Doris Fiala : ‘Trop d’enfants migrants sont encore placés en rétention dans des conditions inacceptables’

« Nous célébrons aujourd’hui la Journée mondiale de l’enfance, qui commémore la Convention des Nations Unies relative aux droits de l’enfant. Cette convention nous rappelle que les enfants sont avant tout des enfants, indépendamment de la nationalité, de l’origine ethnique ou de tout autre statut », a déclaré Doris Fiala (Suisse, ADLE), rapporteure générale de la Campagne parlementaire pour mettre fin à la rétention d’enfants migrants.

« Malheureusement, alors que nous célébrons aujourd’hui la reconnaissance de ce fait, nous sommes forcés d’admettre qu’il reste encore beaucoup à faire pour garantir que cette journée n’ait pas juste valeur de symbole, mais devienne une réalité et un motif de célébration. Les statistiques sont accablantes ; la moitié de la population des réfugiés dans le monde est composée d’enfants et bon nombre d’entre eux sont des enfants non accompagnés. Un trop grand nombre d’entre eux sont exposés à la violence, à la fois physique et psychologique. Nous ne devons surtout pas oublier que bien souvent, la douleur psychologique peut avoir des conséquences plus profondes et plus durables encore sur l’épanouissement d’un enfant que la maladie ou les lésions physiques », a-t-elle souligné.
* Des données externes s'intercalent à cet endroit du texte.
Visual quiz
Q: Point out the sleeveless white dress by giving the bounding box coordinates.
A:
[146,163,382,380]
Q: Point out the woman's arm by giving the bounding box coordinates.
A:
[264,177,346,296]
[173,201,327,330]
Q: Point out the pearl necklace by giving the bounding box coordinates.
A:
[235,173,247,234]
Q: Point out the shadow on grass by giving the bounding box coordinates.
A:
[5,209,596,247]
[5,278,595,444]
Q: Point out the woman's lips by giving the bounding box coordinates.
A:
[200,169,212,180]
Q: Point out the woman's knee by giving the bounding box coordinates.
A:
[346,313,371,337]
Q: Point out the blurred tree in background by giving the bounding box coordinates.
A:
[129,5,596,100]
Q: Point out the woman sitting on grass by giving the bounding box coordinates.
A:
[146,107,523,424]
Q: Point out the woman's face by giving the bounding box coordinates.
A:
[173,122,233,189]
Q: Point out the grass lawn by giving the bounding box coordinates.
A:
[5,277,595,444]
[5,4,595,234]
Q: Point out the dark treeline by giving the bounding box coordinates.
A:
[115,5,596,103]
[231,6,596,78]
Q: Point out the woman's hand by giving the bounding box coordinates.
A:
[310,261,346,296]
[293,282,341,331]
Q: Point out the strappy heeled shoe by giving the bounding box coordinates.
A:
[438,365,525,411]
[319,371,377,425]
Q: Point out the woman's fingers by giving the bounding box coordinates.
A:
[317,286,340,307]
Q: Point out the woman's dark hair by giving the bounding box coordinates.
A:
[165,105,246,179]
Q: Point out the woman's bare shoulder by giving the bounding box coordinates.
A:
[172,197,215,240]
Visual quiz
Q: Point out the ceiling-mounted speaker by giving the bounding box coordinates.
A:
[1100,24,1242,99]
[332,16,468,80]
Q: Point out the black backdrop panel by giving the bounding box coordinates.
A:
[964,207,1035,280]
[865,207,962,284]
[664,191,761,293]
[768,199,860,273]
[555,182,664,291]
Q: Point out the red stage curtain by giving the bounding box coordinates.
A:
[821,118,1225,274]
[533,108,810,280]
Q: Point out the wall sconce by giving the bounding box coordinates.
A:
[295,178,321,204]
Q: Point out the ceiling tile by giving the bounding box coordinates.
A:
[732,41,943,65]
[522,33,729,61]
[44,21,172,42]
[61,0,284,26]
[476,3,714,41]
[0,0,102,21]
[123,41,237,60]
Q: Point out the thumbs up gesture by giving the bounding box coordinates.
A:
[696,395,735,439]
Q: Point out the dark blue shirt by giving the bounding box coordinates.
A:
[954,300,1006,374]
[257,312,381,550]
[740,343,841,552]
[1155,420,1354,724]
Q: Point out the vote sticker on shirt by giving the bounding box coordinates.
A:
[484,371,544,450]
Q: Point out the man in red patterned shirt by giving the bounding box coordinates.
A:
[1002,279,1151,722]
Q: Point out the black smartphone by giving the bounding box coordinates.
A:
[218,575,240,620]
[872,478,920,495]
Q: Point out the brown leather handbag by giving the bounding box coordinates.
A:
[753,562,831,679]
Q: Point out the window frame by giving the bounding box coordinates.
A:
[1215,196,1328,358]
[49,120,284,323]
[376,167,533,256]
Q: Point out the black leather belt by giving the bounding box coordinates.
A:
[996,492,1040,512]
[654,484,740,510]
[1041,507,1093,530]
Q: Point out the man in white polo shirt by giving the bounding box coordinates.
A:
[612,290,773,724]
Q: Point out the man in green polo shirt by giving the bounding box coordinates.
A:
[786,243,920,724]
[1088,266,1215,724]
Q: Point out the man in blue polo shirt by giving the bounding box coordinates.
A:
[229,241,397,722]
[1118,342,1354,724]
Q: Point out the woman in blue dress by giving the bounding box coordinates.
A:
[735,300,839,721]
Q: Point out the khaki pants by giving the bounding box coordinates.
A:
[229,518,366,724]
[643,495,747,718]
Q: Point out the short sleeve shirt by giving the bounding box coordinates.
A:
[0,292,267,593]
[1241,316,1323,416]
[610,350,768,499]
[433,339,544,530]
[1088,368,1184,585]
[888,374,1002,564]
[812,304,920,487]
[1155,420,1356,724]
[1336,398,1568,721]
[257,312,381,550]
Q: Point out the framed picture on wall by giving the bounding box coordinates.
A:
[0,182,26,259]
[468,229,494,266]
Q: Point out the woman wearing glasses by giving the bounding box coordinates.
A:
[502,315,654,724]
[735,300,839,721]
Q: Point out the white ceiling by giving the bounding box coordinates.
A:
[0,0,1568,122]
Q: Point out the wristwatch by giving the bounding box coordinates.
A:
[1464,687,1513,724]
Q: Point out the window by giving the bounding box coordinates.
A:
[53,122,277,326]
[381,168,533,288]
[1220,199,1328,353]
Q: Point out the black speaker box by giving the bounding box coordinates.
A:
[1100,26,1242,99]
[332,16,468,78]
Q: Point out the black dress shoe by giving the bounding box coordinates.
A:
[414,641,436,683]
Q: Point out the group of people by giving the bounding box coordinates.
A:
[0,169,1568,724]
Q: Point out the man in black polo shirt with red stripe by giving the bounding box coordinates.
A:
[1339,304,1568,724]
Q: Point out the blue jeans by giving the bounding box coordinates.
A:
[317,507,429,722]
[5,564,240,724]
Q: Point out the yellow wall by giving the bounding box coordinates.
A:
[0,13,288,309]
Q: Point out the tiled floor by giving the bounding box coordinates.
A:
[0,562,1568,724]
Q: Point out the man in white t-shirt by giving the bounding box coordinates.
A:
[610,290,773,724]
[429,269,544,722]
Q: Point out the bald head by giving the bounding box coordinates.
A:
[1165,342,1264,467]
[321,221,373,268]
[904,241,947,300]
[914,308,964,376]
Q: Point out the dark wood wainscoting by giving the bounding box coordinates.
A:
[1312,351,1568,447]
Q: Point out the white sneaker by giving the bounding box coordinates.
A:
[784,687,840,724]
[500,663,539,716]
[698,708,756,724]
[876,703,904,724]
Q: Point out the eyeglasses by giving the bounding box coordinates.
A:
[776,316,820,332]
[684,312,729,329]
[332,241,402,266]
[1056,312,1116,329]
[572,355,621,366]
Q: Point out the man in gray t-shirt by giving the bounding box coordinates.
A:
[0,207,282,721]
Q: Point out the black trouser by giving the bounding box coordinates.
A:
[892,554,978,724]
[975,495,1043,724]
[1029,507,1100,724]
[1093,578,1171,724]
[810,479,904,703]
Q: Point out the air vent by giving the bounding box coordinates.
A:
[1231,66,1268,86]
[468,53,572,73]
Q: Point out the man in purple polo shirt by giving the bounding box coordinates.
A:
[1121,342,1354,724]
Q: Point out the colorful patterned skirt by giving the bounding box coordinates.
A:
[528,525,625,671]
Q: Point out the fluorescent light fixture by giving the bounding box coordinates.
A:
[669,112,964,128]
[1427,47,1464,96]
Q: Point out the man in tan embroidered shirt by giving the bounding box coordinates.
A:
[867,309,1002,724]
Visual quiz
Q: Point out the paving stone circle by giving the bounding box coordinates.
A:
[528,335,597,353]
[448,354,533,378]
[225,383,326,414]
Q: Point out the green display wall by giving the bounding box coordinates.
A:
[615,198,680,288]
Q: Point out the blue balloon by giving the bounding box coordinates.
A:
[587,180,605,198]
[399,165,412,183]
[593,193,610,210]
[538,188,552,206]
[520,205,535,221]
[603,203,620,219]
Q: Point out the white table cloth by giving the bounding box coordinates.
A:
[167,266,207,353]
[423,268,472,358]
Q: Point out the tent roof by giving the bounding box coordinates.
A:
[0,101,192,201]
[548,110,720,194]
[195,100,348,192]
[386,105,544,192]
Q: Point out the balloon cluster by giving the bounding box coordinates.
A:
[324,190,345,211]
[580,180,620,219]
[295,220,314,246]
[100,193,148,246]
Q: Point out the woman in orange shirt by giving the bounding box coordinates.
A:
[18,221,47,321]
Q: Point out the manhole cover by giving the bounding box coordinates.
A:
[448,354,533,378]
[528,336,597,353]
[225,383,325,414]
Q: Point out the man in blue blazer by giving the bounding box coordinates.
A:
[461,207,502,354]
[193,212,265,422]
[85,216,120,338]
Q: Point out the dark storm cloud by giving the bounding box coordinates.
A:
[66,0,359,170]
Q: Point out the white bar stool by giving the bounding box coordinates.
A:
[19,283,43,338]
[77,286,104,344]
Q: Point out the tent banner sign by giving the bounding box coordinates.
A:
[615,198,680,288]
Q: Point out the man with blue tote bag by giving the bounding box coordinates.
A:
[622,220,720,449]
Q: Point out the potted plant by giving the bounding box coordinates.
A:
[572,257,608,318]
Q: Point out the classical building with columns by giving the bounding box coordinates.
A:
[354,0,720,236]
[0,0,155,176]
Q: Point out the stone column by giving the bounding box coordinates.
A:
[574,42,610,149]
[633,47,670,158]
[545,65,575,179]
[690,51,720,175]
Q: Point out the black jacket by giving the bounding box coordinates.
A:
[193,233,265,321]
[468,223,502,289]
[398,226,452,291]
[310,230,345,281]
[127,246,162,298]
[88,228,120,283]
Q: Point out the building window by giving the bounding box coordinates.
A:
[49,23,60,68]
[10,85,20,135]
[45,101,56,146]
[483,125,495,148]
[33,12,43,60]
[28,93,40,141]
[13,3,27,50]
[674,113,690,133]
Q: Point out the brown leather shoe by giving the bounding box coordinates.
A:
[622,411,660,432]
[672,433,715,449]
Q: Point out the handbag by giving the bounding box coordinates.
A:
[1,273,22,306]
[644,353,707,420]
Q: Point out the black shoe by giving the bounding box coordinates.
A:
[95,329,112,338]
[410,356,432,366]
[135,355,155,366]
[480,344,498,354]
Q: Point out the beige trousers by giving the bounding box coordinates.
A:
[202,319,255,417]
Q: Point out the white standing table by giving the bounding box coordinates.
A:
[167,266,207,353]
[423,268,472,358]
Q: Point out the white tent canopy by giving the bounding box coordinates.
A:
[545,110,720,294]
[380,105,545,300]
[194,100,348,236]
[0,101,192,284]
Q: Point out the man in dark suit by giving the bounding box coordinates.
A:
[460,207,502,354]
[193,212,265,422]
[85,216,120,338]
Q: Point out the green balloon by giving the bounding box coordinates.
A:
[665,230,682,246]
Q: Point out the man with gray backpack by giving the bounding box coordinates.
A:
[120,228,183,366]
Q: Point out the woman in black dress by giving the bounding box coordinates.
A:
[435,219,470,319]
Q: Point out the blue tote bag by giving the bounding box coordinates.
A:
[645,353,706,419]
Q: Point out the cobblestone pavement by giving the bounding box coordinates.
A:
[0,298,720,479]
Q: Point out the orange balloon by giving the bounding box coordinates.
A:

« L’Assemblée parlementaire du Conseil de l’Europe (APCE) mène une campagne pour mettre fin à la rétention d’enfants migrants depuis avril 2015. La vulnérabilité des enfants est reconnue et pourtant ils sont retenus dans des conditions qui sont tout simplement inacceptables. Le fait de les priver de liberté, de les placer en centres de rétention, en camps fermés ou dans tout autre espace de type carcéral en raison de leur statut de migrants, constitue une terrible violation des droits de l’enfant. Il importe que nous y mettions définitivement fin », a-t-elle ajouté.

« Il convient de protéger ces enfants, de leur fournir un hébergement sûr, une éducation, de veiller au respect de leur droit à la vie familiale et de leur droit au jeu. Il importe de protéger l’intérêt supérieur de l’enfant.

C’est là notre devoir commun d’États membres du Conseil de l'Europe », a conclu Mme Fiala.